For when you live in one of the desert countries of the Sahara, and yet you cannot get to the desert, you take to the sky. Morocco, M'Hamid El Ghizlane, aka the doorway to the Sahara.
And for when you cannot hear | see | touch | the very essence of why you uproot yourself and replant your feet in the dust of Mali, you fly like the "saw saw" bird and set up camp wherever you find the essence.
Tinariwen = essence.
Most members of Tinariwen and I live in Mali, and yet, I was able to see them more often when I lived in the U.S. It took me flying to Morocco to finally see them on the African continent, and in the Sahara
It's the quiet moments off stage, the in-betweens -- the laughter, the ad-lib riffs, cutting apples, far-away assouf glances, thé versions 1-2-3, dominos games -- that endure in the end.
Morocco is the best place I'd never live.

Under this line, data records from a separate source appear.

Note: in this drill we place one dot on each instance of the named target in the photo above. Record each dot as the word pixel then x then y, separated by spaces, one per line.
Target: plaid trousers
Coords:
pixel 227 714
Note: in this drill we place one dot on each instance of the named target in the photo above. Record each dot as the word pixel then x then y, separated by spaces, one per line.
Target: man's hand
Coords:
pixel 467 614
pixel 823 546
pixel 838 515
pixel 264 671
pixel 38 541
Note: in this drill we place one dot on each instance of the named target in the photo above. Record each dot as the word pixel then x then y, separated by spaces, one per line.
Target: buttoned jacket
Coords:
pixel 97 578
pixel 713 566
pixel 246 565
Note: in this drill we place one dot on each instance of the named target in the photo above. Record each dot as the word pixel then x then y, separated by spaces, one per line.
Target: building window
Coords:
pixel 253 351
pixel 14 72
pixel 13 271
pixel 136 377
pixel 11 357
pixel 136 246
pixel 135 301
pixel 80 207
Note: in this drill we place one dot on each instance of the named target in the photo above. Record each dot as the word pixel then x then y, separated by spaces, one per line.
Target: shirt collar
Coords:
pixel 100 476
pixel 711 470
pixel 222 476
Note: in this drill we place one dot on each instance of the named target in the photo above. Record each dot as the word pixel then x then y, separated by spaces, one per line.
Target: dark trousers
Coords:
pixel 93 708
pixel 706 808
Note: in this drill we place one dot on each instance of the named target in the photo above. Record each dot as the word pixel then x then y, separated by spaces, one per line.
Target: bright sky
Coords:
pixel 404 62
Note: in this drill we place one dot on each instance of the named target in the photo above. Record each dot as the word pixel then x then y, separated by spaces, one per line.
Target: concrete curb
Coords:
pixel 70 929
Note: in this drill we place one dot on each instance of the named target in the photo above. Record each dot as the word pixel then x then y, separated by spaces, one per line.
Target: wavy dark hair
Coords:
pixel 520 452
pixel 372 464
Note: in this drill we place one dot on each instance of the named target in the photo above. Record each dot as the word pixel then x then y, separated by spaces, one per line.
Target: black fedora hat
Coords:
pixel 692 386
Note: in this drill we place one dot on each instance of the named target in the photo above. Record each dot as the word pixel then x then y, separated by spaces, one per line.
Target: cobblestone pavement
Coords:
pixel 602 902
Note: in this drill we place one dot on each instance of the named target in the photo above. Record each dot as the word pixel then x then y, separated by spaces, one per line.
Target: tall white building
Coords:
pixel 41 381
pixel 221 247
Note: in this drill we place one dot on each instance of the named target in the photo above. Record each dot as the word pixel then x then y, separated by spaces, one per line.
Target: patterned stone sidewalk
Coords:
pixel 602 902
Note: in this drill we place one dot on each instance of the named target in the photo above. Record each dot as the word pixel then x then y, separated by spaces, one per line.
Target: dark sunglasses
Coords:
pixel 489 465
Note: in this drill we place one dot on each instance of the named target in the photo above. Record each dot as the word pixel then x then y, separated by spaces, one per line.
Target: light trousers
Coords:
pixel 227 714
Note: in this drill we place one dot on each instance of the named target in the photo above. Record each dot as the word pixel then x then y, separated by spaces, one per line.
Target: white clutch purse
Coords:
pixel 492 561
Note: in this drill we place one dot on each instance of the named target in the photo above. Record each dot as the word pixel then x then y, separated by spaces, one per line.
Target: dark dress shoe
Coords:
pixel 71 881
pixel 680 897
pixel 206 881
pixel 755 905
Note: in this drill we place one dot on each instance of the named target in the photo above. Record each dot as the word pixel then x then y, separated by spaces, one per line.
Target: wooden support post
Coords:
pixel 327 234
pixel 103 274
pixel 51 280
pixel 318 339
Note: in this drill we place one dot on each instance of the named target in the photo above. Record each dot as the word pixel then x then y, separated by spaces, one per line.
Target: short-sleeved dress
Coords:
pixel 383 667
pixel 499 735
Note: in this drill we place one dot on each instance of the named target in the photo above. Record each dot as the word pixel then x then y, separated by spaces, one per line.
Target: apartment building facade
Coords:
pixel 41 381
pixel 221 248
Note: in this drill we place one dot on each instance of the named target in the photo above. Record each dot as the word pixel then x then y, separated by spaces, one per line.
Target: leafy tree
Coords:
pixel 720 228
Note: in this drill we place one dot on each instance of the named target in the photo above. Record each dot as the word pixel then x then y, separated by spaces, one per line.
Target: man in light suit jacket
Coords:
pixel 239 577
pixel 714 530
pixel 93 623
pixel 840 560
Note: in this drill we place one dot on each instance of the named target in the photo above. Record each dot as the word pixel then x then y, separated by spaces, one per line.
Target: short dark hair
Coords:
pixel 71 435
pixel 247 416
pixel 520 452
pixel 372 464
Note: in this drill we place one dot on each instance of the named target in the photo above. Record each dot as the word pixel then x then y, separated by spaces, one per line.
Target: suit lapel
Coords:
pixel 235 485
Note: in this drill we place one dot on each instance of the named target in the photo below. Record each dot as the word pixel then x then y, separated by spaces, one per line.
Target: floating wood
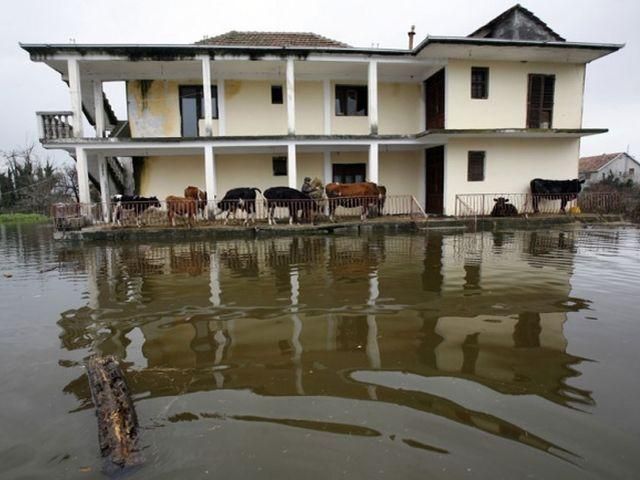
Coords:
pixel 118 430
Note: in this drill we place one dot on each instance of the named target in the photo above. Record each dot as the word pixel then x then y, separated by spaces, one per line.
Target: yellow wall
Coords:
pixel 398 108
pixel 510 164
pixel 506 106
pixel 249 110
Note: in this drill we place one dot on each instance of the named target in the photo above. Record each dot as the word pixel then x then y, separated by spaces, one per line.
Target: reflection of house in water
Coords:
pixel 291 316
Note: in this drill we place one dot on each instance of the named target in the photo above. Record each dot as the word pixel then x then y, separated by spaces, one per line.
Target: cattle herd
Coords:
pixel 367 196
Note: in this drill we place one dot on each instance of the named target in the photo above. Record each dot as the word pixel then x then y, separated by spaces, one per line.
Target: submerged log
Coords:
pixel 118 431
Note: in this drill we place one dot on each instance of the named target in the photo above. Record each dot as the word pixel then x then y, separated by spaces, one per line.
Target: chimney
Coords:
pixel 411 33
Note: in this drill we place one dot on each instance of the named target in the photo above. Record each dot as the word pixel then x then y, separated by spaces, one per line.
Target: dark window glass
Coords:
pixel 475 167
pixel 349 172
pixel 351 100
pixel 279 166
pixel 192 107
pixel 540 101
pixel 479 82
pixel 276 94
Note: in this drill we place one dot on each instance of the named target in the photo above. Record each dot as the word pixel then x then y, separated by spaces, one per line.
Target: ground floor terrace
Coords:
pixel 439 174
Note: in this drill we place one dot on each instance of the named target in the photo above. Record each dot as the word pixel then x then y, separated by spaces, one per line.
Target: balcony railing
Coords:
pixel 55 125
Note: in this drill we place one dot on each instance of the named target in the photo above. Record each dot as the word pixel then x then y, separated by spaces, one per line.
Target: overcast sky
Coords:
pixel 612 96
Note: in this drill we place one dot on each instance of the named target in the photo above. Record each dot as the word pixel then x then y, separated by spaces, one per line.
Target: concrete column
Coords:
pixel 373 97
pixel 373 163
pixel 423 110
pixel 222 115
pixel 292 165
pixel 76 95
pixel 326 168
pixel 99 108
pixel 291 100
pixel 82 169
pixel 104 186
pixel 326 92
pixel 210 178
pixel 208 103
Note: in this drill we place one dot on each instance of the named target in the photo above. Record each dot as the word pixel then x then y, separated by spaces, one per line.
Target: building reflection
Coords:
pixel 290 316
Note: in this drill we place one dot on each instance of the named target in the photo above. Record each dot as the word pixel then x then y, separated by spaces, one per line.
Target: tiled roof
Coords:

Sweetness abound, rich in culture, phenomenal crafts, out-of-this-world architecture, stupendous landscapes only nature can serve up, the food alone could keep you around for decades, it's clean and for the most part environmental. The one thing it may be short on is grit, something I've come to use as daily teacher in my Sahelian life.
My Tinariwen story, and hence tectonic shift in life, started when I first heard Abdallah's song Chet Boghassa. I've never heard them play it in concert, but Abdallah plays it for me, along with various unique renditions of Bob Dylan tunes, in the in-between moments.
Within the harmonious whole that makes up Tinariwen, each has their own style. Abdallah, aka Catastrophe, is more the singer-songwriter acoustic, and that VOICE. It is as if the desert itself is singing, granular and undulating, breathtaking and soft all at once, like dunes untouched, known only by silence and sky.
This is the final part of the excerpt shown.